Many in this world retain beliefs whose flaws a ten-year-old could point out
Very true. Case in point: the belief that “minimum description length” or “Solomonoff induction” can actually predict anything. Choose a language that can describe MWI more easily than Copenhagen, and they say you should believe MWI; choose a language that can describe Copenhagen more easily than MWI, and they say you should believe Copenhagen. I certainly could have told you that when I was ten...
The argument in this post is precisely analogous to the following:
Bayesian reasoning cannot actually predict anything. Choose priors that result in the posterior for MWI being greater than that for Copenhagen, and it says you should believe MWI; choose priors that result in the posterior for Copenhagen being greater than that for MWI, and it says you should believe Copenhagen.
The thing is, though, choosing one’s own priors is kind of silly, and choosing one’s own priors with the purpose of making the posteriors be a certain thing is definitely silly. Priors should be chosen to be simple but flexible. Likewise, choosing a language with the express purpose of being able to express a certain concept simply is silly; languages should be designed to be simple but flexible.
It seems to me that you’re waving the problem away instead of solving it. For example, I don’t know of any general method for devising a “non-silly” prior for any given parametric inference problem. Analogously, what if your starting language accidentally contains a shorter description of Copenhagen than MWI?
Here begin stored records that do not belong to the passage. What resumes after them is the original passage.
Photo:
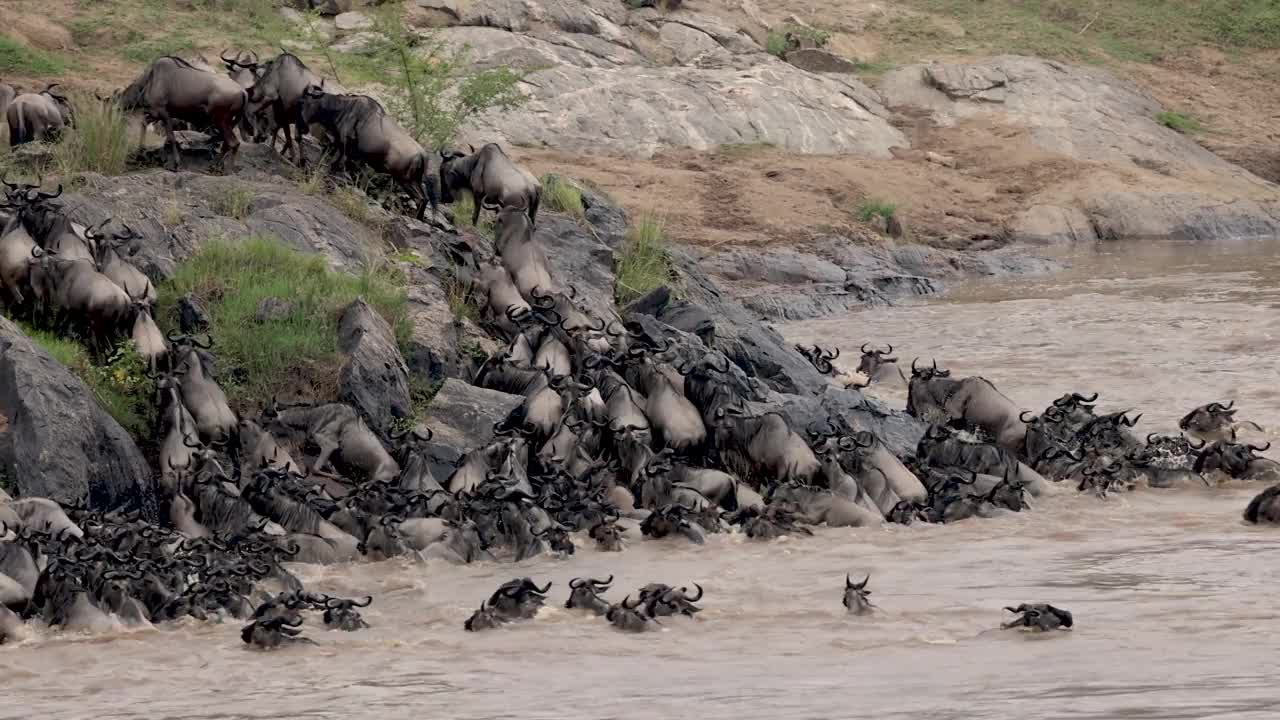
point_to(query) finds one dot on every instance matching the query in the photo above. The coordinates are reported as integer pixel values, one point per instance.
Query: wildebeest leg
(170, 139)
(327, 450)
(231, 144)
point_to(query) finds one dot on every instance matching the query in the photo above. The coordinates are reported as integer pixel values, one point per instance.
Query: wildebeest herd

If you’re just doing narrow AI, then look at your hypothesis that describes the world (e.g. “For any two people, they have some probability X of having a relationship we’ll call P. For any two people with relationship P, every day, they have a probability Y of causing perception A.”), then fill in every parameter (in this case, we have X and Y) with reasonable distributions (e.g. X and Y independent, each with a 1⁄3 chance of being 0, a 1⁄3 chance of being 1, and a 1⁄3 chance of being the uniform distribution).
Yes, I said “reasonable”. Subjectivity is necessary; otherwise, everyone would have the same priors. Just don’t give any statement an unusually low probability (e.g. a probability practically equal to zero that a certain physical constant is greater than Graham’s number), nor any statement an unusually high probability (e.g. a 50% probability that Christianity is true). I think good rules are that the language your prior corresponds to should not have any atoms that can be described reasonably easily (perhaps 10 atoms or less) using only other atoms, and that every atom should be mathematically useful.
If the starting language accidentally contains a shorter description of Copenhagen than MWI? Spiffy! Assuming there is no evidence either way, Copenhagen will be more likely than MWI. Now, correct me if I’m wrong, but MWI is essentially the idea that the set of things causing wavefunction collapse is empty, while Copenhagen states that it is not empty. Supposing we end up with a 1⁄3 chance of MWI being true and a 2⁄3 chance that it’s some other simple thing, is that really a bad thing? Your agent will end up designing devices that will work only if a certain subinterpretation of the Copenhagen interpretation is true and try them out. Eventually, most of the simple, easily-testable versions of the Copenhagen interpretation will be ruled out—if they are, in fact, false—and we’ll be left with two things: unlikely versions of the Copenhagen interpretation, and versions of the Copenhagen interpretation that are practically identical to MWI.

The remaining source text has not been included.